I can see the code bellow is incorrect, in the sense the limtis for group inclusion varies as new members are added -- even it the separation crieteria remaisn teh same, you heva e torewrite the get_groups method to use a multi-pass approach. It should nto be hard -- but the code would be too long to be helpfull here, and i think this snipped is enoguh to get you going:
from copy import copy
class Group(object):
def __init__(self,data=None, name=""):
if data:
self.data = data
else:
self.data = []
self.name = name
def get_mean_stock(self):
return sum(item[0] for item in self.data) / len(self.data)
def fits(self, item):
if 0.995 < abs(item[0]) / self.get_mean_stock() < 1.005:
return True
return False
def get_weight(self):
return sum(item[1] for item in self.data)
def __repr__(self):
return "Group-%s\n%s\n---\nTotalWeight: %d\n\n" % (
self.name,
"\n".join("%.02f, %d" % tuple(item) for item in self.data ),
self.get_weight())
class StockGrouper(object):
def __init__(self, data=None):
if data:
self.floor_levels = data
else:
self.floor_levels = []
def get_groups(self):
groups = []
floor_levels = copy(self.floor_levels)
name_ord = ord("A") - 1
while floor_levels:
seed = floor_levels.pop(0)
name_ord += 1
group = Group([seed], chr(name_ord))
groups.append(group)
to_remove = []
for i, item in enumerate(floor_levels):
if group.fits(item):
group.data.append(item)
to_remove.append(i)
for i in reversed(to_remove):
floor_levels.pop(i)
return groups
testing:
floor_levels = [ [stock. weight] ,... <paste the data above> ]

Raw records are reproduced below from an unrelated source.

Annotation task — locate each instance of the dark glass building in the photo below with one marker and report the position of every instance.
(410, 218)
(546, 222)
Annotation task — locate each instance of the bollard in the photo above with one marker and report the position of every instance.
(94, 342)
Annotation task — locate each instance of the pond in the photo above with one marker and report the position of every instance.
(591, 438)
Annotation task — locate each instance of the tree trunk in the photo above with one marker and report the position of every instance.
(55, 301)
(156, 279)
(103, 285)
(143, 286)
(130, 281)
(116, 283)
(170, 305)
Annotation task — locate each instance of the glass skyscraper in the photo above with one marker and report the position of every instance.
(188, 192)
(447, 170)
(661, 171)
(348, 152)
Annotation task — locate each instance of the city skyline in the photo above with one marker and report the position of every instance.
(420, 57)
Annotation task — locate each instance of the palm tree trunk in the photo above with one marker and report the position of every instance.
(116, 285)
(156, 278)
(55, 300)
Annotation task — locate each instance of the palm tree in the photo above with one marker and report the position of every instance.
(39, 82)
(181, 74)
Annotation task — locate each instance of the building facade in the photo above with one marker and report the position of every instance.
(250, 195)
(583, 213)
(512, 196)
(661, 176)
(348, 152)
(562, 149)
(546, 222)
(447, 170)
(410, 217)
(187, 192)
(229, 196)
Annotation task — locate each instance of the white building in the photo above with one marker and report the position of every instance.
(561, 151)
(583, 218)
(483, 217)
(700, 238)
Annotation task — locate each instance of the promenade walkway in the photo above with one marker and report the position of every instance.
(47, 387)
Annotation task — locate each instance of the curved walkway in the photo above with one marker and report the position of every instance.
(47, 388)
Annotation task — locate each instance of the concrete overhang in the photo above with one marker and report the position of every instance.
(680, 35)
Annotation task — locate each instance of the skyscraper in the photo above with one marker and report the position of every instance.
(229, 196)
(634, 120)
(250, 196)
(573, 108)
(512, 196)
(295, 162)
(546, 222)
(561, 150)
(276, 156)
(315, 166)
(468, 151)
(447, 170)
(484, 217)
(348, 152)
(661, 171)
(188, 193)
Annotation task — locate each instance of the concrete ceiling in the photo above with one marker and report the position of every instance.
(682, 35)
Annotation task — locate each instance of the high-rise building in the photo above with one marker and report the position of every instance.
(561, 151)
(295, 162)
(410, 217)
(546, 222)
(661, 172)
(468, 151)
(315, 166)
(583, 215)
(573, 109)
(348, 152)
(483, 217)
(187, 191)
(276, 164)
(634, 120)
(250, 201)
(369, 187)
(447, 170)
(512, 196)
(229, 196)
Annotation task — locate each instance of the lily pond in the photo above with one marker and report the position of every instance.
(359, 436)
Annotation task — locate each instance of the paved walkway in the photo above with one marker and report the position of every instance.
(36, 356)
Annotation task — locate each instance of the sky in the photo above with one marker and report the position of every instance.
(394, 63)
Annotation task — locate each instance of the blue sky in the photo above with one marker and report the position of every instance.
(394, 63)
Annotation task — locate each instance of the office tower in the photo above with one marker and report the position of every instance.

s = StockGrouper(floor_levels)
s.get_groups()
For the grouping element, could you use itertools.groupby()? As the data is sorted, a lot of the work of grouping it is already done, and then you could test if the current value in the iteration was different to the last by <0.5%, and have itertools.groupby() break into a new group every time your function returned false.